The present invention relates to a child-resistant air freshener container for containing scented odor-neutralizing beads or other fragrance materials that absorb surrounding odors and diffuse a pleasant fragrance into a surrounding environment and, more specifically, to a bottle and cap locking mechanism that includes a gasket for allowing a person to initially open and unseal the freshener bottle and then fully lock the cap onto the bottle to prevent a child from being able to access the odor-neutralizing beads contained therein once the seal is removed.
Air freshener containers that contain odor-neutralizing beads are often used in laundry rooms, bathrooms, and other rooms and locations throughout a home, office and other locations where a candle may be inconvenient or where an air freshener device is preferred. Some individuals prefer to use air freshener containers utilizing odor-neutralizing beads as compared to other air freshener devices widely known and used such as candles, reed diffusers, or plug-in air freshening devices.
Air freshener containers utilizing odor-neutralizing beads typically include a threaded bottle or jar for engaging corresponding threads on a bottle cap or closure lid and a removable seal covering the beads and fragrance oils typically housed within the bottle. The bottle cap is typically threadedly engaged to the bottle over the removable seal when packaged for sale and requires, the user to remove the cap and then remove the seal before use. A typical air freshener container includes a bottle cap threaded on its inner wall for engaging the corresponding threads on the outer wall of the neck of the bottle. The bottle cap includes a plurality of vent holes for allowing the scent of the odor-neutralizing beads to emanate from the bottle. The removable seal helps to prevent the odor-neutralizing beads within the bottle from drying out and losing their fragrance before use, and it likewise further prevents the fragrant oils contained within the bottle from leaking before use. By removing the seal, the odor-neutralizing beads begin to diffuse the pleasant fragrance to the surrounding environment. As a result, before a typical air freshener fragrance container can be activated, the cap or closure member must be removed and re-engaged with the fragrance bottle after the seal has been removed.

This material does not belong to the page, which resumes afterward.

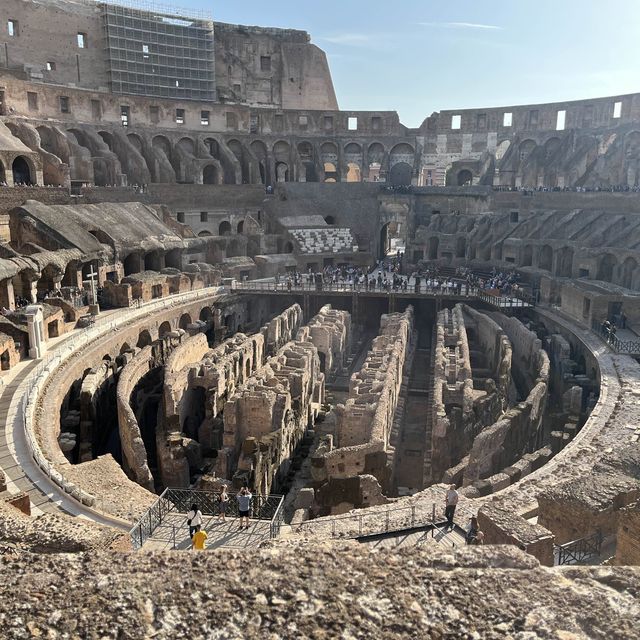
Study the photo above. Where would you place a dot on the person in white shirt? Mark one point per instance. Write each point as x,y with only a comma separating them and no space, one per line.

Many child safety locks exist and are known in the art for securely locking a cap to a bottle so as to prevent children from accessing the contents of the container. Once the child safety lock is engaged, it is extremely difficult to reopen the container and, in some mechanisms, it requires breaking the mechanism to gain access to the contents of the container. For example, in some known air freshener fragrance jars, the stoplock mechanism is associated with both the fragrance bottle neck and the cap and when the cap is fully engaged with the bottle neck, the lock mechanism prevents the cap from being again removed to access the contents of the bottle or the seal if the seal has not been removed. This is not desirable. Also, fully engaging the child safety lock before removing the removable seal renders the air freshener container unusable unless one is able to poke holes through the seal via the vent holes in the cap. Even if this is possible, the full fragrance capacity of the container cannot be activated since only a small portion of the removable seal has been removed via the poking of holes therethrough to allow the fragrance to pass therethrough.
A child lock mechanism is therefore desired that still allows the bottle cap to be securely locked to the bottle with the removable seal in place but without engaging the child safety lock, then allows the cap to be removed to provide access to the removable seal for removal thereof, and then further allows the cap to be re-engaged to the bottle neck so as to engage the child safety lock. This solution should be simply designed, inexpensive, and easily manufactured.